What a spectacularly rubbish week. The kind of week which makes you almost believe there are Greek gods toying with your life.

No-one died, no one got hurt, but the needless jostling of egos and the triumph of the selfish over the selfless leaves me flat as a pancake. Awful.

Clive James explains, forewarns and laments a good deal of what has driven my week in his poem Leçons des ténèbres:

But are they lessons, all these things I learn
Through being so far gone in my decline?
The wages of experience I earn
Would service well a younger life than mine.
I should have been more kind. It is my fate
To find this out, but find it out too late.

The mirror holds the ruins of my face
Roughly together, thus reminding me
I should have played it straight in every case,
Not just when forced to. Far too casually
I broke faith when it suited me, and here
I am alone, and now the end is near.

All of my life I put my labour first.
I made my mark, but left no time between
The things achieved, so, at my heedless worst,
With no life, there was nothing I could mean.
But now I have slowed down. I breathe the air
As if there were not much more of it there

And write these poems, which are funeral songs
That have been taught to me by vanished time:
Not only to enumerate my wrongs
But to pay homage to the late sublime
That comes with seeing how the years have brought
A fitting end, if not the one I sought.

I should have been more kind. It is my fate
To find this out, but find it out too late.
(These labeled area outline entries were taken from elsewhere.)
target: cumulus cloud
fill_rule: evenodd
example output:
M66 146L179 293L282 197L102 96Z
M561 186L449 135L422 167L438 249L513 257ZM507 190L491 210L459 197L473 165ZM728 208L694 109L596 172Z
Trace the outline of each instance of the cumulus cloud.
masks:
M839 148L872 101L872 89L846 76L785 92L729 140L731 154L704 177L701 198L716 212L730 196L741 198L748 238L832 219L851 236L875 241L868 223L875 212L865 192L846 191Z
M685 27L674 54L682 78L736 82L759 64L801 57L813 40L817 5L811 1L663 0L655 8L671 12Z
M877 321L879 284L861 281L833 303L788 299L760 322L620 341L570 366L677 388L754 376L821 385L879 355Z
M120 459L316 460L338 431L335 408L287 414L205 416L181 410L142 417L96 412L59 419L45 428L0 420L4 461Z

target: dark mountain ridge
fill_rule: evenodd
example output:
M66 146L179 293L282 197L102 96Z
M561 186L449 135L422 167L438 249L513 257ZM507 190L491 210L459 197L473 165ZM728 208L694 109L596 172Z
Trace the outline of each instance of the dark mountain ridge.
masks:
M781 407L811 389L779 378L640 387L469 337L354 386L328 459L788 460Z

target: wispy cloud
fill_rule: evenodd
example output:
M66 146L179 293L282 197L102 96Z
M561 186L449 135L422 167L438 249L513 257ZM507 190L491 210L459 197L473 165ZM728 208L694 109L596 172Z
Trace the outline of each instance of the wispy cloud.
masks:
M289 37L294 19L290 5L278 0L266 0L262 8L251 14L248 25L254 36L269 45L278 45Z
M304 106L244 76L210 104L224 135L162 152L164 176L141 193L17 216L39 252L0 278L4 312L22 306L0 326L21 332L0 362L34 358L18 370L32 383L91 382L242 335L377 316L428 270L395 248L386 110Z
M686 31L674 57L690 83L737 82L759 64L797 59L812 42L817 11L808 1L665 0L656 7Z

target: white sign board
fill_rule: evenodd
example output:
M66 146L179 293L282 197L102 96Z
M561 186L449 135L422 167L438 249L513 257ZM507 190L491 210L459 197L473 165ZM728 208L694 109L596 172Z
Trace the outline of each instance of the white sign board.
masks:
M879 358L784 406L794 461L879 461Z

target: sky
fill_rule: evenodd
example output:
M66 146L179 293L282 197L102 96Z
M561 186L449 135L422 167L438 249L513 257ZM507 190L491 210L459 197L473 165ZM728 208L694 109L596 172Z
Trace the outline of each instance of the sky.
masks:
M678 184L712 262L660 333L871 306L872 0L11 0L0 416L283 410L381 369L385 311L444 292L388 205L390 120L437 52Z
I hope that a time will come when those who have made my week so dire come to contemplate alone the ruins of their faces – and might come to wish they’d also played it straighter in more cases and not just when forced to.

Faith has indeed been broken far too casually. My challenge is not to lessen myself in how I respond.
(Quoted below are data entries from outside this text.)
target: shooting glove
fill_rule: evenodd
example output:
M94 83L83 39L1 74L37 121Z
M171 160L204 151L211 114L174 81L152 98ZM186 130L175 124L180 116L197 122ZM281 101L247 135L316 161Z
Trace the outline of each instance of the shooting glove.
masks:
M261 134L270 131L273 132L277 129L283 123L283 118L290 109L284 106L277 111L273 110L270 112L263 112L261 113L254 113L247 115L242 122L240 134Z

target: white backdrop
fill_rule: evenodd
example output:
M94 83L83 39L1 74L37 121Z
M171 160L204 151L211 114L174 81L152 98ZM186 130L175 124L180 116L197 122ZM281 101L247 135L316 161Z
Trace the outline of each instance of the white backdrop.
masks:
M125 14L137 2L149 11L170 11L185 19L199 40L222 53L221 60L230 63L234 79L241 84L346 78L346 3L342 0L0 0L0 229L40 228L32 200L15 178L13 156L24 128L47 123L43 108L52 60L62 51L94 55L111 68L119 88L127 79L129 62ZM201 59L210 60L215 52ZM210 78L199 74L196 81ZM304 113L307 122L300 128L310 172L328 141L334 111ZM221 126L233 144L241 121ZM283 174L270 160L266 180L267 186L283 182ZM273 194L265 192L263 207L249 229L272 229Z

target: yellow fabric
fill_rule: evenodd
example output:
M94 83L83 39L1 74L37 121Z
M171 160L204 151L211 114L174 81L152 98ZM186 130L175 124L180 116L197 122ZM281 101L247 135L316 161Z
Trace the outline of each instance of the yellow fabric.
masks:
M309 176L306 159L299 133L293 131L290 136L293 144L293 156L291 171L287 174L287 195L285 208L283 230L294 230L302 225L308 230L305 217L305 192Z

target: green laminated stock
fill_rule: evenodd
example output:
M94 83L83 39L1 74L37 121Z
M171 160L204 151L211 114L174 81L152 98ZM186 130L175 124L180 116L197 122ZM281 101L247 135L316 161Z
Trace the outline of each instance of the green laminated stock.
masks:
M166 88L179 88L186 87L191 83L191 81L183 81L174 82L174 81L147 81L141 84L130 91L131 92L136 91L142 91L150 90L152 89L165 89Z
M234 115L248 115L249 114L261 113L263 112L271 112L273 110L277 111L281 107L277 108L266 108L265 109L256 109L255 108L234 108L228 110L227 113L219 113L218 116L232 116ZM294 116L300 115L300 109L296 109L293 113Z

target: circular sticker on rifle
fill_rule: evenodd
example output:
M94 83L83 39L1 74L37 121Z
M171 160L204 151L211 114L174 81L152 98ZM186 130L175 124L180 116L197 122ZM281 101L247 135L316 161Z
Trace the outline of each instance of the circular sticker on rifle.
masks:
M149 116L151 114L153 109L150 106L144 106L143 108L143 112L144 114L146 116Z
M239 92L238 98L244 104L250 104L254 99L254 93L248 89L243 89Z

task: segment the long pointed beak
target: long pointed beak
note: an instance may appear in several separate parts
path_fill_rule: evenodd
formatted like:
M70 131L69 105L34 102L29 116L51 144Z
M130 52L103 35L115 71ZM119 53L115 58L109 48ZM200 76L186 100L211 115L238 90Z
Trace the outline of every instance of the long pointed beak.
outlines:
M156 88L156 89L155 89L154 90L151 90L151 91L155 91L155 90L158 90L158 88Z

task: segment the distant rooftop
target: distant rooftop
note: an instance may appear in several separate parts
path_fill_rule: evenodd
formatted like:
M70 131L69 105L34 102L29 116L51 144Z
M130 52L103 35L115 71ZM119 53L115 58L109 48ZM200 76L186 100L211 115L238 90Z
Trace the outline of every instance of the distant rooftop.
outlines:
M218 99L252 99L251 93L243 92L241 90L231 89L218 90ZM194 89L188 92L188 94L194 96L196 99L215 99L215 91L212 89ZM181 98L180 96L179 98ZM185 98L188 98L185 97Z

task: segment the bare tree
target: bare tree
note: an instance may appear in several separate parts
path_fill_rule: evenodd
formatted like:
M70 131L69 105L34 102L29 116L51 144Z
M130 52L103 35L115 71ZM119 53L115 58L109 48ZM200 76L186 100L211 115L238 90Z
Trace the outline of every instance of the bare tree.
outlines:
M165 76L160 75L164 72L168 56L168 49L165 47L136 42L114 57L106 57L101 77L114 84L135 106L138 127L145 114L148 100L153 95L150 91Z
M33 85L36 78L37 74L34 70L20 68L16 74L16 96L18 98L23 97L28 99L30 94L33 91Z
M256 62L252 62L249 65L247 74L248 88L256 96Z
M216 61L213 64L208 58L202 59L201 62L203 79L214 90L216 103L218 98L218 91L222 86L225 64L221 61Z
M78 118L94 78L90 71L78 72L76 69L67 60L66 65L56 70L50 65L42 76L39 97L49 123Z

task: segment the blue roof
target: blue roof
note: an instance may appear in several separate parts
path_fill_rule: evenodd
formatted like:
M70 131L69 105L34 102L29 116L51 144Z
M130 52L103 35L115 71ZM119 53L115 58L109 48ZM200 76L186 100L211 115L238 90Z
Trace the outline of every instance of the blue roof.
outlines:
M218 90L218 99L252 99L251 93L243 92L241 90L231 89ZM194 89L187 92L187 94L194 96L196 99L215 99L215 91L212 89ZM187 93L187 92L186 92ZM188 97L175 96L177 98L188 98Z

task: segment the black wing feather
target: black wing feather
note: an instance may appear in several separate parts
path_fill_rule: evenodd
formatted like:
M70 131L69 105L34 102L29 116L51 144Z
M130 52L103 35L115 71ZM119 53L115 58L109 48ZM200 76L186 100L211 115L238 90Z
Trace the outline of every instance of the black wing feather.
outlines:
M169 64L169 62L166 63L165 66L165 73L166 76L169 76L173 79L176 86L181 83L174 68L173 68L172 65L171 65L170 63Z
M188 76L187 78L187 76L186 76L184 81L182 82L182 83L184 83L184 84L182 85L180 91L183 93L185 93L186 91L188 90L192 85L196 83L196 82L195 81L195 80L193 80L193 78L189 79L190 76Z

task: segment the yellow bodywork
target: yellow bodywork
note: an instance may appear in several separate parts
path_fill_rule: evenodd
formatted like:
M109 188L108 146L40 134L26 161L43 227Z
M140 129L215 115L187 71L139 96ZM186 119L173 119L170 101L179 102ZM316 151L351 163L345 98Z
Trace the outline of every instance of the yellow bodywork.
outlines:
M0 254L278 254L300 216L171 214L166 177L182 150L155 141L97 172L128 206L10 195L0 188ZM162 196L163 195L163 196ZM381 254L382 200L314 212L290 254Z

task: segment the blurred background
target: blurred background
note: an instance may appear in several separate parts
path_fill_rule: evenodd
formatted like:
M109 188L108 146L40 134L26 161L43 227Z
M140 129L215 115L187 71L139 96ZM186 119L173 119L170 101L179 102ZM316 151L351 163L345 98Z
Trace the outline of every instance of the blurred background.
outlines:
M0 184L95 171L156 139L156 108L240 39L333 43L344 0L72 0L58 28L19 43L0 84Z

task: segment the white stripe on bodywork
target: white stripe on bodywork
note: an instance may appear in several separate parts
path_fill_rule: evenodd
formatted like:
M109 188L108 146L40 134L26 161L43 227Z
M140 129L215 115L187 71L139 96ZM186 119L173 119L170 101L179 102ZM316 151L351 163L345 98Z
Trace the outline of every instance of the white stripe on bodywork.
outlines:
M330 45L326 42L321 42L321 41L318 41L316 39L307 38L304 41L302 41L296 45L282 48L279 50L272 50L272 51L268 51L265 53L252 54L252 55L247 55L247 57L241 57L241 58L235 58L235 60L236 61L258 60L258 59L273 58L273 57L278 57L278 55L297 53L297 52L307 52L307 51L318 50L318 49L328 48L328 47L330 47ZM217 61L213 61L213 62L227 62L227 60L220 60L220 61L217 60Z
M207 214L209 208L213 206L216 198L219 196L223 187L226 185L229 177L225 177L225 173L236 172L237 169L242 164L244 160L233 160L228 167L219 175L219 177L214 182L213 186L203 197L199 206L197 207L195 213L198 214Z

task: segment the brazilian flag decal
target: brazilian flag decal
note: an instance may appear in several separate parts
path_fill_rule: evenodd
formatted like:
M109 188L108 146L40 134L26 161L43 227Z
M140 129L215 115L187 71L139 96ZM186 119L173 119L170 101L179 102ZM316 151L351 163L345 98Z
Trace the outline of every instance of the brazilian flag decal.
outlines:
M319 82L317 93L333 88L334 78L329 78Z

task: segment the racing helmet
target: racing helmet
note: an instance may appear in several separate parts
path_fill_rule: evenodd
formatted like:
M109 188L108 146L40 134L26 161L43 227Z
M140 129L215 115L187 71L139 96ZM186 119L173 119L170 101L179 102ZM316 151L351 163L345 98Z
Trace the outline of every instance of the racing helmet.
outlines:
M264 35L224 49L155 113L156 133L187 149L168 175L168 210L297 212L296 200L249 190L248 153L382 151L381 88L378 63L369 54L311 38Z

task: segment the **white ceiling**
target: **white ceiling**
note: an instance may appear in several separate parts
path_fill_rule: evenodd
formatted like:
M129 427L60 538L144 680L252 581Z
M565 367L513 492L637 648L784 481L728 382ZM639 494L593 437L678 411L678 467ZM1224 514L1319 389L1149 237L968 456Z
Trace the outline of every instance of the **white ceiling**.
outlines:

A bit like being winded by a whack in the solar plexus, this poem takes the wind out of your sails – and leaves you gasping.

Clive James’s wit and humour of have always been rapier sharp. But here, his acute observations on his own chronic decline are both a curse and a redemption.

If I appear to be on a morbid streak, I’m not really. But this interminable winter has made me reflect on the seasons of life. I’m ready for another spring in my summer years, so good the sun’s out today.

Holding Court

Retreating from the world, all I can do
Is build a new world, one demanding less
Acute assessments. Too deaf to keep pace
With conversation, I don’t try to guess
At meanings, or unpack a stroke of wit,
But just send silent signals with my face
That claim I’ve not succumbed to loneliness
And might be ready to come in on cue.
People still turn towards me where I sit.

I used to notice everything, and spoke
A language full of details that I’d seen,
And people were amused; but now I see
Only a little way. What can they mean,
My phrases? They come drifting like the mist
I look through if someone appears to be
Smiling in my direction. Have they been?
This was the time when I most liked to smoke.
My watch-band feels too loose around my wrist.

My body, sensitive in every way
Save one, can still proceed from chair to chair,
But in my mind the fires are dying fast.
Breathe through a scarf. Steer clear of the cold air.
Think less of love and all that you have lost.
You have no future so forget the past.
Let this be no occasion for despair.
Cherish the prison of your waning day.
Remember liberty, and what it cost.

Be pleased that things are simple now, at least,
As certitude succeeds bewilderment.
The storm blew out and this is the dead calm.
The pain is going where the passion went.
Few things will move you now to lose your head
And you can cause, or be caused, little harm.
Tonight you leave your audience content:
You were the ghost they wanted at the feast,
Though none of them recalls a word you said.